President Barack Obama said Friday the U.S. must shift its cars and trucks entirely off oil to avoid perpetual fluctuations in gas prices.
By the middle of the next decade, Americans will only have to fill up their cars half as often, he said at Argonne National Laboratory in the western suburbs.
The president called on Congress to authorize $200 million a year for research into things like electric car batteries and biofuels that can wean automobiles off oil.
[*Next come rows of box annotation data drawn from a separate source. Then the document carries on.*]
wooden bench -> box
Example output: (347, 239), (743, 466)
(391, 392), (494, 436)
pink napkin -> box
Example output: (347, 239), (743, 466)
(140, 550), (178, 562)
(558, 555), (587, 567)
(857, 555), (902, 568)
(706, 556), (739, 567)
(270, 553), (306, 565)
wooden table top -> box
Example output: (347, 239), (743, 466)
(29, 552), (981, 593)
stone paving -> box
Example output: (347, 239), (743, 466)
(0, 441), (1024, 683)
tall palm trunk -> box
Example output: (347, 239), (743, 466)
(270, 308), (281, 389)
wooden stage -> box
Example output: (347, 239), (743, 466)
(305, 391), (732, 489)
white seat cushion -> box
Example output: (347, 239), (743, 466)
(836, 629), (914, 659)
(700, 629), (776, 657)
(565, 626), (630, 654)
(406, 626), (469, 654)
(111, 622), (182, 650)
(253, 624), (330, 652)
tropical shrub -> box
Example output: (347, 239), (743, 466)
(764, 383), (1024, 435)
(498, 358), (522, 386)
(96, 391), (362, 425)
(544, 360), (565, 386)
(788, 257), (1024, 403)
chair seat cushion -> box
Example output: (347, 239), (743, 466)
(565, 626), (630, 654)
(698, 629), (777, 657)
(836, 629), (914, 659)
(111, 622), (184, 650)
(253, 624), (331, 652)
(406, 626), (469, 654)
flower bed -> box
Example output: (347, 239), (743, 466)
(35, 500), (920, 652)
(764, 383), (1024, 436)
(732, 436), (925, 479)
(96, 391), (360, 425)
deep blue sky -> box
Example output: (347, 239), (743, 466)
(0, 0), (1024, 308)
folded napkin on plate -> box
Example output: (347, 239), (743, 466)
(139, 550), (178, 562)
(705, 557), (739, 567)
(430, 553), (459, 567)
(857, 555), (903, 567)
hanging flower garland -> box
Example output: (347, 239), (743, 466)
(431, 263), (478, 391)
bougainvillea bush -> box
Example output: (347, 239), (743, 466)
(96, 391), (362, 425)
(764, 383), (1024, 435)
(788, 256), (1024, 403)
He proposed an energy security trust that would use revenues from federal leases on offshore drilling.
Obama said American energy provides one of the greatest opportunities for economic growth, and the U.S. can't miss opportunities while the rest of the world moves forward.
Obama proposed the idea of an energy security trust last month in his State of the Union address, but he mentioned a price tag --— $2 billion over 10 years. The White House said the research would be paid for with revenue from federal oil and gas leases on offshore drilling and would not add to the deficit.
Researchers also would look to improve use of natural gas as a fuel for cars and trucks.
The proposal is modeled after a plan submitted by a group of business executives and former military leaders who are committed to reducing U.S. oil dependence. The group, called Securing America's Future Energy or SAFE, is headed by FedEx Corp. Chairman and chief executive Frederick W. Smith and retired Marine Corps Gen. P.X. Kelley.
The nonpartisan group says its goal is to "break oil's stranglehold on the transportation sector" through alternatives such as electric cars and heavy-duty trucks fueled by natural gas, but it had proposed a much larger $500 million annual investment.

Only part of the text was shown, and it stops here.